Hi Jo,

I’m new to Marketing Operations, and it feels like a wide open field. On a given day, I’m planning and budgeting for email campaigns, learning how new integrations work, and working with different teams on issues far and wide; Sales needs leads scoring, Marketing wants to know where to spend ads, and IT and Data Science need input on the processes for managing our systems and data.

It’s a lot. I appreciate the challenge and variation of my job, but that same nature makes it difficult to figure out if I’m in the right place, or how I might progress. How can I succeed in Marketing Operations? How do I know if I’m on a path with a bright future?

Unsure in Utah


Unsure in Utah, you’ve come to the right place. My journey to MOPs wasn’t planned; I became the “Marketo Man” for my team while working in demand gen, back before MOPs was a carved-out role. I got to grips with how the tool works, how to handle and maintain data, and how to run reports—but that didn’t quite prepare me for the real, full-time deal in MOPs. You’re at the crossroads of many different corners of the company; the good news is, you get to choose where you walk. Ask yourself: of all the things that I’m doing, what really excites me?
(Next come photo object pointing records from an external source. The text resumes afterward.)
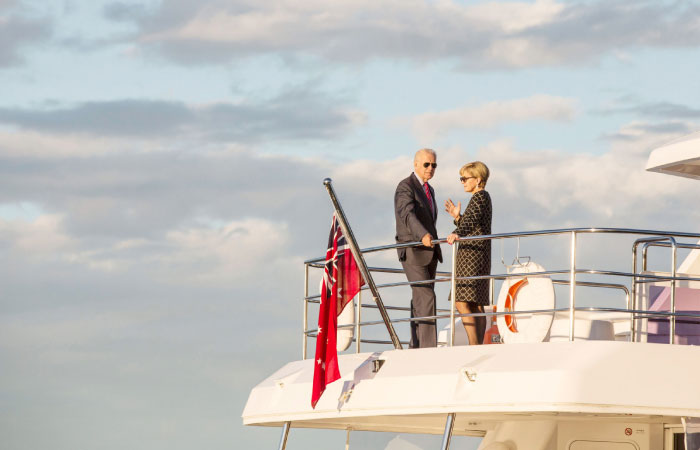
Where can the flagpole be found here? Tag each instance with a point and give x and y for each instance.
(362, 265)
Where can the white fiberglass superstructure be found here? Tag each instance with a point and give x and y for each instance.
(570, 376)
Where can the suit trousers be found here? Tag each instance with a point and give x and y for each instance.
(423, 332)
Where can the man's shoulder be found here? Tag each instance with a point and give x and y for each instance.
(408, 181)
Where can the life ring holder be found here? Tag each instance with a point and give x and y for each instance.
(525, 293)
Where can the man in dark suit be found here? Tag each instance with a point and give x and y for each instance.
(416, 213)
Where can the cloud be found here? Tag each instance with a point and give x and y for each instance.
(657, 110)
(428, 126)
(18, 30)
(482, 36)
(276, 118)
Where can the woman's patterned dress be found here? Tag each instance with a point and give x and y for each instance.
(474, 257)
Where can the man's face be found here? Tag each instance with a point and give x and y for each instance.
(423, 159)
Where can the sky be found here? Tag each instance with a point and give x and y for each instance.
(161, 167)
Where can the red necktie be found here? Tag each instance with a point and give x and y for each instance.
(430, 199)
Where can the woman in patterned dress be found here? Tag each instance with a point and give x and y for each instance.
(473, 257)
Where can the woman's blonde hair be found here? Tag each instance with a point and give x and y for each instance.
(476, 169)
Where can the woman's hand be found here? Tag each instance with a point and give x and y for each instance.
(452, 209)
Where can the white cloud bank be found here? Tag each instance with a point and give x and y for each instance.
(514, 34)
(428, 126)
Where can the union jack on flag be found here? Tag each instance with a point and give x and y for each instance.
(341, 282)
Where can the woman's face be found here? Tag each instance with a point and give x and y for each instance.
(470, 182)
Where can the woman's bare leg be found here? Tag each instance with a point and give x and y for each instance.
(468, 322)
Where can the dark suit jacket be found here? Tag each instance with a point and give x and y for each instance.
(413, 220)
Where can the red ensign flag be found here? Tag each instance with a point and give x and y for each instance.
(341, 282)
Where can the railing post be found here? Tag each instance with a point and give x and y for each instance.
(633, 324)
(361, 264)
(285, 435)
(449, 426)
(453, 293)
(306, 311)
(572, 290)
(358, 320)
(672, 327)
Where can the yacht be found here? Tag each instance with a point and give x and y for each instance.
(567, 369)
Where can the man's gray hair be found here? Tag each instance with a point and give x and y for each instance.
(430, 151)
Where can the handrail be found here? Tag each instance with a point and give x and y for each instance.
(528, 312)
(657, 239)
(527, 234)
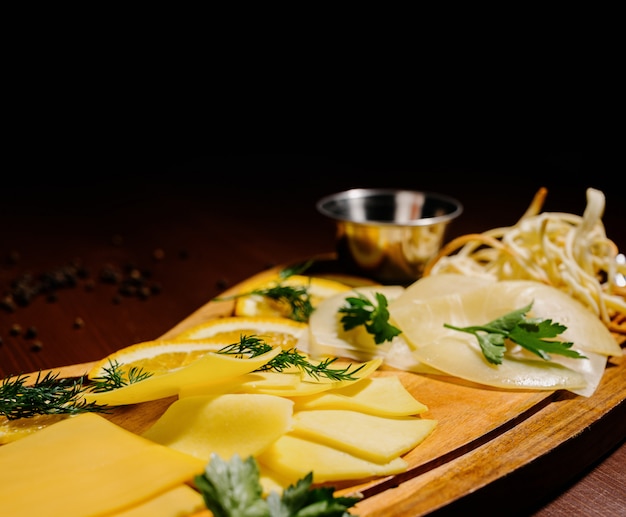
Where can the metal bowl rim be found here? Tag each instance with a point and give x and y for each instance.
(360, 193)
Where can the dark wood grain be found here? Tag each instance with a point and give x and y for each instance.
(201, 225)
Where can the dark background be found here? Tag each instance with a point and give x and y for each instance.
(148, 180)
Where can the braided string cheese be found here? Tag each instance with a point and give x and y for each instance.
(563, 250)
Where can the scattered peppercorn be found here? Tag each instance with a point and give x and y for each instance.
(31, 332)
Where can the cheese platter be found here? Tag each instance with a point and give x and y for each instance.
(489, 444)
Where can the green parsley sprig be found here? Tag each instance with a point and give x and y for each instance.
(252, 346)
(359, 310)
(233, 489)
(533, 334)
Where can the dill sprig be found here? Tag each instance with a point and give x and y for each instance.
(295, 269)
(49, 395)
(251, 346)
(297, 298)
(115, 377)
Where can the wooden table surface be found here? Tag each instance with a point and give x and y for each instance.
(181, 229)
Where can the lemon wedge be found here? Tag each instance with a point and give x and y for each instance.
(274, 330)
(157, 357)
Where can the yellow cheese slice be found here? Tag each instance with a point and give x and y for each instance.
(242, 423)
(179, 501)
(294, 457)
(86, 465)
(255, 382)
(371, 437)
(211, 367)
(384, 396)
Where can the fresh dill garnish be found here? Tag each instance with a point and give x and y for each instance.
(295, 269)
(533, 334)
(252, 346)
(359, 310)
(48, 395)
(115, 377)
(297, 298)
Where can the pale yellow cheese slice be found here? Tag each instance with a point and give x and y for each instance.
(211, 367)
(245, 424)
(181, 501)
(86, 465)
(421, 316)
(371, 437)
(294, 457)
(384, 396)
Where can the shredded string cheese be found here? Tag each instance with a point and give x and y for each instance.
(564, 250)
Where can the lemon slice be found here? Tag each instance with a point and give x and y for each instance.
(156, 357)
(260, 305)
(275, 331)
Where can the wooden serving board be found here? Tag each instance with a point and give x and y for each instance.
(491, 448)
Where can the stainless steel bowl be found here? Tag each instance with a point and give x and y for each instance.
(389, 234)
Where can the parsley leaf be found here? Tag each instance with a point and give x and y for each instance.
(361, 311)
(533, 334)
(233, 489)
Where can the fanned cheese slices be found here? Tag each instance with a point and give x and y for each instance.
(86, 465)
(210, 368)
(244, 424)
If it’s the tactical side of planning and analysing campaigns, Campaign Management might be for you.

Digital runs on a parallel track, but it takes similar skills with creativity and data; one if you’re equal parts art and science.

Here’s the beauty in MOPs: everything is a learning opportunity. You’re around lots of different people, the investments keep coming, and resources are up for grabs. There’s always a need for your skills, so if you take the reins and specialize, you’ll go far and fast at once.

Wherever you are right now, here are some positive signs that you’re in the right place in MOPs:

– You’re constantly being challenged—and you like it. You’ve got a problem-solving mindset, and you’re learning and growing from putting it to use.

– You’ve got access to senior figures, managing upwards and making your opinions heard. This is a tell that your company takes its investment in MOPs (and in you) seriously.

You’re passionate, or at least curious about, your industry and space, what you’re selling and who you’re selling to.

That’s quite a bit to think about, Unsure in Utah. For now, I’ll leave you with this: you are not an order-taker. You’re a strategist, you’re a doer, you’re an expert. That’s your future in MOPs.